Accidentally or by design, the gospels for the
first two Sundays in Lent commemorate the two peak moments in the earthly
experience of God Incarnate—the Passion always excepted. The Temptation and the
Transfiguration are a pair of companion pictures. On both occasions, the veil
which parts the natural from the supernatural is lifted; on both occasions (if
we will allow the evangelists to tell their own story) a demonstration was made,
not so much for our Lord's sake as for the sake of those who shared his
solitude. In order that the devil might test the strength of this new
Champion's armor, our Lord would be seen at his most human, accessible though
not attentive to suggestions of evil. In order that the chief apostles might be
fortified against the scandal of the Cross, our Lord would be seen in a
humanity so glorified that divinity shone through.
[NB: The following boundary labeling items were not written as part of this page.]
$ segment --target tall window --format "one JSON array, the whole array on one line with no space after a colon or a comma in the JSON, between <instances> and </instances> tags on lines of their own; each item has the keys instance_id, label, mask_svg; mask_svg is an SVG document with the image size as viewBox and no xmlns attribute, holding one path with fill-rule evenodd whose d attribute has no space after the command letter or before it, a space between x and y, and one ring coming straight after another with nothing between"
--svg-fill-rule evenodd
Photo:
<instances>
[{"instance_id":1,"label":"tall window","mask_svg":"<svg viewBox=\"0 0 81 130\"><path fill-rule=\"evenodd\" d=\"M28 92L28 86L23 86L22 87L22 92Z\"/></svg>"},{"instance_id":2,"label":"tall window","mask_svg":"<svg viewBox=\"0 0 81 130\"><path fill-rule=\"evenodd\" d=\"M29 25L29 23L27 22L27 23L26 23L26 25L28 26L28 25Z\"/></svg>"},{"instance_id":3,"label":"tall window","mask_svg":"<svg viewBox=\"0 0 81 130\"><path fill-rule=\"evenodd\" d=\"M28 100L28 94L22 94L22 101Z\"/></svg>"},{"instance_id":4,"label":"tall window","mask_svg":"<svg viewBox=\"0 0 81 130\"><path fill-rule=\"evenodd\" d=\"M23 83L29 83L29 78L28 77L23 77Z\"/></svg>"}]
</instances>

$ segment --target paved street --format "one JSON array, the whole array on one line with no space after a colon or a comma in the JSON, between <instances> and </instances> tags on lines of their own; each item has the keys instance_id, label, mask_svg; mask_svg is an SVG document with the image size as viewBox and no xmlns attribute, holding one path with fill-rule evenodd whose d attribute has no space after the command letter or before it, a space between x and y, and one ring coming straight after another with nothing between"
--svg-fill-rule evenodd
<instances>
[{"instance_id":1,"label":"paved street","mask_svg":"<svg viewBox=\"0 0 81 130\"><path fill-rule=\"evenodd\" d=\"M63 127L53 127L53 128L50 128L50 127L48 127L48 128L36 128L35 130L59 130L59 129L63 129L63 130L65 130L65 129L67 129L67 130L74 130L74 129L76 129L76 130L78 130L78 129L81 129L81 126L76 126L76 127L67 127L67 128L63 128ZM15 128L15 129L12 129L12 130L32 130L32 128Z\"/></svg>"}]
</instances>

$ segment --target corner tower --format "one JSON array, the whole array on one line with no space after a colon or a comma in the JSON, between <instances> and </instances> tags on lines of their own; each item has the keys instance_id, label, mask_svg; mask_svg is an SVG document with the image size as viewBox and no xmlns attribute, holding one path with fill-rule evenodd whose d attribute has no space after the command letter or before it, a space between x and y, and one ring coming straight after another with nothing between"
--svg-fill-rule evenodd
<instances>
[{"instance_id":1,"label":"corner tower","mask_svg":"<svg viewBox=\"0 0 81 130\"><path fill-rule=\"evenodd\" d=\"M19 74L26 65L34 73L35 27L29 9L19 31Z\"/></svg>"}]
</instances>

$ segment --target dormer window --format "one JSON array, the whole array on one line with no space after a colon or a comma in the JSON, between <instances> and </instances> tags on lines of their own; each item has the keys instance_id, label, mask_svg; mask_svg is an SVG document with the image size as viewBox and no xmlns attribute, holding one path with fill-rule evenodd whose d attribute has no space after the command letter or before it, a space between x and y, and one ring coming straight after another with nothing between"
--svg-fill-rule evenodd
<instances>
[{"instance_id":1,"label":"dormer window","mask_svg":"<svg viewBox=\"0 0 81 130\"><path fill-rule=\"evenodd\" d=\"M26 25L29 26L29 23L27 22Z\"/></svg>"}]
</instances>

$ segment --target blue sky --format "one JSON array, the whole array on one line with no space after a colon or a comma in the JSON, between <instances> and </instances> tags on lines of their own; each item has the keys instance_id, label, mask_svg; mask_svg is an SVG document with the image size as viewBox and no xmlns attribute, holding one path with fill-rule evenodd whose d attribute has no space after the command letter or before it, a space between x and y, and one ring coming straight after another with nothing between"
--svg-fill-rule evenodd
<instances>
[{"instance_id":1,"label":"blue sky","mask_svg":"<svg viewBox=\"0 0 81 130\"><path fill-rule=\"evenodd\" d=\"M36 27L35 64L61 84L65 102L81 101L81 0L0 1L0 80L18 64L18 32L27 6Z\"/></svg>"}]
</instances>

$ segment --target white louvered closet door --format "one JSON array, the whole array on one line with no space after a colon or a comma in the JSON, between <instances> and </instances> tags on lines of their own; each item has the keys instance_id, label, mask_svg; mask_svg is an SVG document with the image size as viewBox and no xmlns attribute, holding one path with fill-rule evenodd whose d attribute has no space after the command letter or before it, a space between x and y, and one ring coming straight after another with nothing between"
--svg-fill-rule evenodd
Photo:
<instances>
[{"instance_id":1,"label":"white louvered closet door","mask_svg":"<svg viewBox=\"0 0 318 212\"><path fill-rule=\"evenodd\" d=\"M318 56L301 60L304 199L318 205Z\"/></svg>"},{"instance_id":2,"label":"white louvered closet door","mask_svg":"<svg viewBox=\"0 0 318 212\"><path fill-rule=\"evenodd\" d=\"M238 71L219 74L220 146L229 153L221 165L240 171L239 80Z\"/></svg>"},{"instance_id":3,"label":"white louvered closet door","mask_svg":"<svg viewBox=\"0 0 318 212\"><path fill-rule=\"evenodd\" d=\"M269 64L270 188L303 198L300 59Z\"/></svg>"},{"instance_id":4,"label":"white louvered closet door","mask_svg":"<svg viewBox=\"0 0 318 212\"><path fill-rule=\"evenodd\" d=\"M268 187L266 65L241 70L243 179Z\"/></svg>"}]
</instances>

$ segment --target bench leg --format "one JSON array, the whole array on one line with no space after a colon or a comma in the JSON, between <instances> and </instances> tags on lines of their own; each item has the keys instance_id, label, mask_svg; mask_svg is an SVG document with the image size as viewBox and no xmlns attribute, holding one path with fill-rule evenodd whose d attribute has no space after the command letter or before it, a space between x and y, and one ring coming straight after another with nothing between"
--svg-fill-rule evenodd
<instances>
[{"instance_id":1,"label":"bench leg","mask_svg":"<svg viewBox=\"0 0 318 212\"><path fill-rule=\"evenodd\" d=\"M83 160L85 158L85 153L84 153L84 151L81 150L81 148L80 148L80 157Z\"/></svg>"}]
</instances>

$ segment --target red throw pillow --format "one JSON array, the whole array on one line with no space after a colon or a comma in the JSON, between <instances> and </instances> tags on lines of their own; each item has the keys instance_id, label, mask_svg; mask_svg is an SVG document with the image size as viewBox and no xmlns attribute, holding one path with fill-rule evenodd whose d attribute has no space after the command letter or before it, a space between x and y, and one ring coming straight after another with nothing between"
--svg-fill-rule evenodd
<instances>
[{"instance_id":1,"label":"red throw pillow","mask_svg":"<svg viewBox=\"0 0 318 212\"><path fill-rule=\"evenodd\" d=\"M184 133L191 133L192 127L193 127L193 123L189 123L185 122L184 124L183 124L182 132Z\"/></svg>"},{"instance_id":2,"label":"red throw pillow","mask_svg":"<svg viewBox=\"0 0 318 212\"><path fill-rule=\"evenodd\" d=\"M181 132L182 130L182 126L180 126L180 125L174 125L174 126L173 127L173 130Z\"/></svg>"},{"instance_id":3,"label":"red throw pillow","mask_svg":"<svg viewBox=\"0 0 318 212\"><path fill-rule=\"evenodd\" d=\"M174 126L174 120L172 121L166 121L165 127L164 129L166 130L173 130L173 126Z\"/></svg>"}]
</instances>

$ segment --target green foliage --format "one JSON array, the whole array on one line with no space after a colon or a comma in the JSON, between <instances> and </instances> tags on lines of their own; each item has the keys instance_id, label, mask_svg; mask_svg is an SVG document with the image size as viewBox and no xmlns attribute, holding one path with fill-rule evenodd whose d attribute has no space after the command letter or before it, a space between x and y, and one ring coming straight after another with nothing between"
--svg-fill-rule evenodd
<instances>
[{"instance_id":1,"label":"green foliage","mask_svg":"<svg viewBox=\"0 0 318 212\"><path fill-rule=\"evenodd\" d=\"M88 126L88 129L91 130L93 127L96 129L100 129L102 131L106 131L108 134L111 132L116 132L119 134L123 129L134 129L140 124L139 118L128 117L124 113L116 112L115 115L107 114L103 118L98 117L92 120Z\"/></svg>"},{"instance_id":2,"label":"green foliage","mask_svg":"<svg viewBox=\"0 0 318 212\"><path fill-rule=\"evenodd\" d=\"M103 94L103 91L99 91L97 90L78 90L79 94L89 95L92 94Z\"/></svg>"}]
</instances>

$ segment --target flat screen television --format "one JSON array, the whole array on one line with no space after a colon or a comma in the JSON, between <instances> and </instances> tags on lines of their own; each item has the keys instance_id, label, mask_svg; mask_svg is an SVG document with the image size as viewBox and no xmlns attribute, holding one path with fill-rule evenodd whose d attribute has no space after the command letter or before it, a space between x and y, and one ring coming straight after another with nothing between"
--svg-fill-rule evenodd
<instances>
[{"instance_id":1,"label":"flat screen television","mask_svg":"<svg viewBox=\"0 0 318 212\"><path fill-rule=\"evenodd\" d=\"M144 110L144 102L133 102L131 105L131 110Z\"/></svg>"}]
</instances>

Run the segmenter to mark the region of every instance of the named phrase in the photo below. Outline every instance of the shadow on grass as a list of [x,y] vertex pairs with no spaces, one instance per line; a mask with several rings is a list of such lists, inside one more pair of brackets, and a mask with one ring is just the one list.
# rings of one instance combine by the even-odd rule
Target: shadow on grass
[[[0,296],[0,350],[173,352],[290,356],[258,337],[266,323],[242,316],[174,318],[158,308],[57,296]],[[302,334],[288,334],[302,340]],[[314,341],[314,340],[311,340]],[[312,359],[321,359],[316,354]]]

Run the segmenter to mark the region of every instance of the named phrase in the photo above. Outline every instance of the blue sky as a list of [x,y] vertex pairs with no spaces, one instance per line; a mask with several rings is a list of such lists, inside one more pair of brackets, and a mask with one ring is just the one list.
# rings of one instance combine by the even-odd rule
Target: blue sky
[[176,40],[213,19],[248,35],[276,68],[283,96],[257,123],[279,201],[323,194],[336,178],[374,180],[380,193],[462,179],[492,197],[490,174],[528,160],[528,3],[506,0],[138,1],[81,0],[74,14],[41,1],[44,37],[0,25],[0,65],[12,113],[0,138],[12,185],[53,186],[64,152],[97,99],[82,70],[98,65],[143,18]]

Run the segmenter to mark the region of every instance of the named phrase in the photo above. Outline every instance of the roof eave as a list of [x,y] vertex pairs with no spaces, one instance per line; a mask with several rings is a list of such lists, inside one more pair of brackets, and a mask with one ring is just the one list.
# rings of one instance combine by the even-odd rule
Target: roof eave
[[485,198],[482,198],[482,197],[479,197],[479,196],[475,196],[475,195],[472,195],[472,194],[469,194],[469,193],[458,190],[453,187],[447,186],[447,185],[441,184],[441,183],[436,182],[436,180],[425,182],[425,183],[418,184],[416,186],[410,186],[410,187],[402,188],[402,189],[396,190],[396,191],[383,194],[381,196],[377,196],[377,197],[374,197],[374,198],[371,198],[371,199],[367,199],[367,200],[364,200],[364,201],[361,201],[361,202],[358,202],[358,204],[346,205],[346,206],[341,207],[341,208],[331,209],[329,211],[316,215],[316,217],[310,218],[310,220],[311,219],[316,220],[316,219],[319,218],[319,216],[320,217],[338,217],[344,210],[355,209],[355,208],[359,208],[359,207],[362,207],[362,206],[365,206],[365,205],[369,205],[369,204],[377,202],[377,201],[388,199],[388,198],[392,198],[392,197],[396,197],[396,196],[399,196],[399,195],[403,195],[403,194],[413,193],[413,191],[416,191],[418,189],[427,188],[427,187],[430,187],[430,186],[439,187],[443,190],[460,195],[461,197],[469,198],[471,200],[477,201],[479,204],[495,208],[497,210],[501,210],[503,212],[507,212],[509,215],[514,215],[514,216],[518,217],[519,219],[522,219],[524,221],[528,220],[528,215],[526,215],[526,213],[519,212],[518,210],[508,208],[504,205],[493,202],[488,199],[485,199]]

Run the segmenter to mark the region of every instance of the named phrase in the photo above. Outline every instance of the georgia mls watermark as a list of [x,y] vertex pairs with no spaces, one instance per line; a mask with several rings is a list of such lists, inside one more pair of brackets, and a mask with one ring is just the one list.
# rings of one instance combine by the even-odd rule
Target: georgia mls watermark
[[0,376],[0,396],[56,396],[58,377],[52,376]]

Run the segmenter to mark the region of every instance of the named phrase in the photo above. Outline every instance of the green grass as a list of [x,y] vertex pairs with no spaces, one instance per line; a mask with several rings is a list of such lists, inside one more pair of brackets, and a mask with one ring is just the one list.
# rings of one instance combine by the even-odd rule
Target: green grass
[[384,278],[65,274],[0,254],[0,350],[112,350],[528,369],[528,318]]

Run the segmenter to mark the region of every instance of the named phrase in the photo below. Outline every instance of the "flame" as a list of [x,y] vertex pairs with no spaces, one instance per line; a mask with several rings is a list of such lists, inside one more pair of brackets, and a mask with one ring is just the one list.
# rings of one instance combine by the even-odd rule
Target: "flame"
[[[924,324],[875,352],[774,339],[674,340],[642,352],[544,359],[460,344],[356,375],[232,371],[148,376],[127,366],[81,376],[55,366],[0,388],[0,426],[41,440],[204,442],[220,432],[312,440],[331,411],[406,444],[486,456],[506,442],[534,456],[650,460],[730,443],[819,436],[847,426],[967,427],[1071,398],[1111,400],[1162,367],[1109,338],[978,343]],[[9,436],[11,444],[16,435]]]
And in either case, the manifestation was
transitory. The devil left him for a season—there was to be no other open trial
of his constancy till Gethsemane. They saw no man any more—the vision had faded
into the less dazzling sunlight. Christ would be the pattern of the Christian
life, so far as that was possible, in the experiences he underwent. For him, as
for his servants, there should be an alternation; now he would be dragged down,
now he would be lifted up, in man's fashion, to prove that he was really
man.
For many, perhaps for most, of those who have been
conformed, right through, to his likeness, there has been a long apprenticeship
of discouragement, when they were assaulted by temptations not felt, or not
felt as temptations, by us others. It seemed as if it would last, but did not
last, for a lifetime. Afterwards, they were admitted to a sense of the Divine
presence, even more beyond our compass. Yet this, too, was transitory; it is
good for us to be here. Yes, but not indefinitely; there must be a return to
the multitudes and to the plain. Light and darkness, bless ye the Lord.